Capacità di applicare conoscenza e comprensione: 

OBIETTIVI. Il laureato saprà fare uso delle proprie competenze nei diversi ambiti organizzativi e occupazionali dei Beni Culturali, occupandosi di diversi aspetti della catalogazione e della conservazione, della selezione e dell'organizzazione documentaria, collaborando ad attività sul campo e negli Enti di tutela e di conservazione.
STRUMENTI. I laureati saranno avviati a queste competenze professionali con lezioni frontali, attività seminariali e laboratori. Il corso di laurea svolge attività di monitoraggio in tal senso.

Autonomia di giudizio: 

OBIETTIVI. I laureati avranno capacità di valutare e acquisire criticamente dati e informazioni e di sapere attingere consapevolmente alle fonti e agli studi precedenti in
relazione ai contesti storici e culturali di formazione. Inoltre, saranno in grado di adattare le competenze e le metodologie acquisite agli specifici contesti organizzativi in cui svolgeranno la propria attività.
STRUMENTI. Il conseguimento di questi obiettivi potrà essere verificato nell'ambito delle attività seminariali e in modo sistematico e individuale nella preparazione della prova finale.

Abilità comunicative: 

OBIETTIVI. I laureati saranno in grado di utilizzare i diversi strumenti comunicativi, sia a livello scientifico, sia divulgativo, utilizzando anche mezzi informatici.
STRUMENTI. Il conseguimento e la verifica di questi obiettivi consisterà nella capacità di sintesi e di adeguata esposizione dei contenuti richiesti per le prove di esame, nella preparazione di elaborati scritti per le attività seminariali e per la prova finale. Sarà inoltre acquisita una adeguata abilità informatica mediante la frequenza del Laboratorio di informatica. Le competenze richieste comprenderanno l'uso di strumenti bibliografici tradizionali, online e banche dati, che permettano allo studente di raccogliere sistematicamente la bibliografia su un tema assegnato.

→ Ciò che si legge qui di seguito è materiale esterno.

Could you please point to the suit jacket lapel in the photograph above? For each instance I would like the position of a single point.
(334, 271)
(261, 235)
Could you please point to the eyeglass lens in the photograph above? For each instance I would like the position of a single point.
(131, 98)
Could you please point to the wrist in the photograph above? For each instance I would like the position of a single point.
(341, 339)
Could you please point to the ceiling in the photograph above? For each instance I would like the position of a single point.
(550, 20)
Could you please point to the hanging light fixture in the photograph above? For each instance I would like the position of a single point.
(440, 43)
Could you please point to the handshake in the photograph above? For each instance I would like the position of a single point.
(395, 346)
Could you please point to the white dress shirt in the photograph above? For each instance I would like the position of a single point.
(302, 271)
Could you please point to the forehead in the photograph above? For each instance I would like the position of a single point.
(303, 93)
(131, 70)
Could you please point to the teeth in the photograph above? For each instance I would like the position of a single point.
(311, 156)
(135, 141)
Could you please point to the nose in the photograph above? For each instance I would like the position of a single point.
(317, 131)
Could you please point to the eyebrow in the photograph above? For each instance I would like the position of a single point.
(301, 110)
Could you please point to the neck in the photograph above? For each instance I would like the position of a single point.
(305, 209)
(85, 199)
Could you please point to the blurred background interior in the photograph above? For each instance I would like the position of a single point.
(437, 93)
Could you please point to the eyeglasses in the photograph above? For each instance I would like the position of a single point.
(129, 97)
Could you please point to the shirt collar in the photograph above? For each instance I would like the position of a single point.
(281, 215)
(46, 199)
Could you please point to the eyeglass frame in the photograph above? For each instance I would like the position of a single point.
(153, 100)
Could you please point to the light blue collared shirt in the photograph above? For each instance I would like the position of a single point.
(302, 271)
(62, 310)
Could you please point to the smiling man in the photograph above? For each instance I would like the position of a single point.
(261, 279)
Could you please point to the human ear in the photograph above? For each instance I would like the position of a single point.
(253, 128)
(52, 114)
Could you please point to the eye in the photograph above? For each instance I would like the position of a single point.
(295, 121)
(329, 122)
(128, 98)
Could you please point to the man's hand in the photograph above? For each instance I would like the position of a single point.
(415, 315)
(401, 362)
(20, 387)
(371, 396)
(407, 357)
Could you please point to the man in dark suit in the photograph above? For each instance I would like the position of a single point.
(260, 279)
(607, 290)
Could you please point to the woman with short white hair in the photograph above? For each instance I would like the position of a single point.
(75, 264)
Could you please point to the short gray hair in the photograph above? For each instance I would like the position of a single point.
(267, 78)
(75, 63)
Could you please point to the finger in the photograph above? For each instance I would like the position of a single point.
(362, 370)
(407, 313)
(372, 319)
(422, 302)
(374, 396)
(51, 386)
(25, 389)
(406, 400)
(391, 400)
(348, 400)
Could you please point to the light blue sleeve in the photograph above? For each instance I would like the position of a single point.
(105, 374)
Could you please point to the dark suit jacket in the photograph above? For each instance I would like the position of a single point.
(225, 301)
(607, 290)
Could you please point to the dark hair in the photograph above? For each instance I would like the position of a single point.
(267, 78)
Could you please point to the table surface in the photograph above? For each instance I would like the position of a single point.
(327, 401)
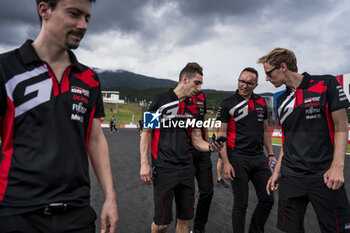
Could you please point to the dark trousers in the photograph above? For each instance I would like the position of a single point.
(257, 170)
(204, 177)
(72, 220)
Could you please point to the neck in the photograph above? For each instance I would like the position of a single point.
(179, 93)
(246, 97)
(49, 50)
(294, 80)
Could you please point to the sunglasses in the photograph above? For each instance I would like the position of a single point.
(247, 83)
(268, 73)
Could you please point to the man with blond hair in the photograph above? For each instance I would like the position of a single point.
(310, 168)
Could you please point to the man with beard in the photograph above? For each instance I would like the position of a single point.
(50, 107)
(244, 122)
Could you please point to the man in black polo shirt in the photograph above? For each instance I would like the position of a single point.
(203, 173)
(244, 122)
(312, 114)
(172, 166)
(50, 109)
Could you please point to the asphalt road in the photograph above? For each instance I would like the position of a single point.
(135, 199)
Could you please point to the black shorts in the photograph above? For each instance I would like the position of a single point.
(331, 206)
(71, 219)
(167, 184)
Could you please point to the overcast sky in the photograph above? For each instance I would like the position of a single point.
(158, 37)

Capacità di apprendimento: 

OBIETTIVI. I laureati acquisiranno una preparazione di base idonea per la frequenza di corsi di secondo livello (laurea magistrale, master di primo livello, etc.) e anche per un successivo approfondimento delle conoscenze scientifiche e delle capacità professionali nell'ambito scelto.
STRUMENTI. Il corso di laurea prevede attività di monitoraggio sulle capacità di apprendimento dei singoli studenti, mediante attività seminariali, prove di esame e altre forme di tutorato individuale dei docenti.

Ambiti occupazionali e accesso ad ulteriori studi

La qualifica dà accesso a: LM, M1.

I laureati in Beni Culturali possono operare con compiti subordinati presso Enti e Istituzioni di tutela, archivi, biblioteche, fondazioni, case editrici, cooperative ed Enti privati, attivi rispettivamente nel settore della ricerca archeologica, storico-artistica, nella selezione, gestione, uso, valorizzazione e promozione dei materiali documentari, cartacei e multimediali e, in generale, nella parte di propria competenza, nelle diverse attività di tutela, valorizzazione e documentazione dei Beni Culturali.

Prova finale

Titolo rilasciato: 

LAUREA DI PRIMO LIVELLO IN BENI CULTURALI / LA QUALIFICA ACCADEMICA ASSOCIATA AL TITOLO E’ QUELLA DI “ DOTTORE”

Caratteristiche della prova finale: 

La prova finale è costituita da un elaborato scritto, attinente a uno dei SSD previsti dal corso, che dimostri la capacità di analisi, trattazione e presentazione storico-critica del tema prescelto. Tale dissertazione, che dovrebbe avere un certo carattere di originalità e costituire un primo approccio al lavoro scientifico, può consistere: a) nell’inquadramento dello stato della questione e nella rassegna critica della letteratura scientifica relativa ad un argomento circoscritto; b) in un saggio breve di ricerca originale.